SSWH13 The student will examine the intellectual, political, social, and economic factors that changed the worldview of Europeans.
a. Explain the scientific contributions of Copernicus, Galileo, Kepler, and Newton and how these ideas changed the European worldview.
44) JOURNAL ENTRY, “The Scientific Revolution” (Information found on page 623-628)
The Scientific Revolution changed the way people thought about the physical world around them. The same spirit of inquiry that fueled the Renaissance, led scientists to question traditional beliefs about the workings of the universe. The most prominent scientists of this time include, Copernicus, Galileo, and Isaac Newton.

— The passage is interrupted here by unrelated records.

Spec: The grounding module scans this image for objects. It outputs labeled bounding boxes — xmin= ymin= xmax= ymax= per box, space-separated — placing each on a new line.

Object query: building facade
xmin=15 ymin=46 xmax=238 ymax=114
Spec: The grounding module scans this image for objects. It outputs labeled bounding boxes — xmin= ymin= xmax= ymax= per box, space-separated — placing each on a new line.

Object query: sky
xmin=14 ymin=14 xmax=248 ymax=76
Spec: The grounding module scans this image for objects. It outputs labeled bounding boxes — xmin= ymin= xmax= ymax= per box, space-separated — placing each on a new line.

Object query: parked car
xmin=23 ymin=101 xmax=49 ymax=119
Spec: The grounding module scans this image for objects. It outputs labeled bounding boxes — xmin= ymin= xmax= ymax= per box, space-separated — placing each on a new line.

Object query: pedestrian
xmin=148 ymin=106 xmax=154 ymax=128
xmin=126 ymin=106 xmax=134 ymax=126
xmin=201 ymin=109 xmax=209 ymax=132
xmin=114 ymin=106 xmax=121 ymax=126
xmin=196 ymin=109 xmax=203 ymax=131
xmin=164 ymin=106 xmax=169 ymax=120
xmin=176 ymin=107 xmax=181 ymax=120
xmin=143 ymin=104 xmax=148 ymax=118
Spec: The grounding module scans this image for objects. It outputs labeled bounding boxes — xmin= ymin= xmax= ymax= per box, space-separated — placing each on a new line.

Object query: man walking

On June 22, 1633, Galileo Galilei was put on trial at Inquisition headquarters in Rome. All of the magnificent power of the Roman Catholic Church seemed arrayed against the famous scientist. Under threat of torture, imprisonment and even burning at the stake, he was forced, on his knees, to "abjure, curse and detest" a lifetime of brilliant and dedicated thought and labor.
In 1642, the year Galileo died, Isaac Newton was born in Woolsthorpe, Lincolnshire, England on Christmas Day. His father had died three months earlier, and baby Isaac, very premature, was also not expected to survive. It was said he could be fitted into a quart pot. When Isaac was three, his mother married a wealthy elderly clergyman from the next village, and went to live there, leaving Isaac behind with his grandmother. The clergyman died, and Isaac’s mother came back, after eight years, bringing with her three small children. Two years later, Newton went away to the Grammar School in Grantham, where he lodged with the local apothecary, and was fascinated by the chemicals. The plan was that at age seventeen he would come home and look after the farm. He turned out to be a total failure as a farmer.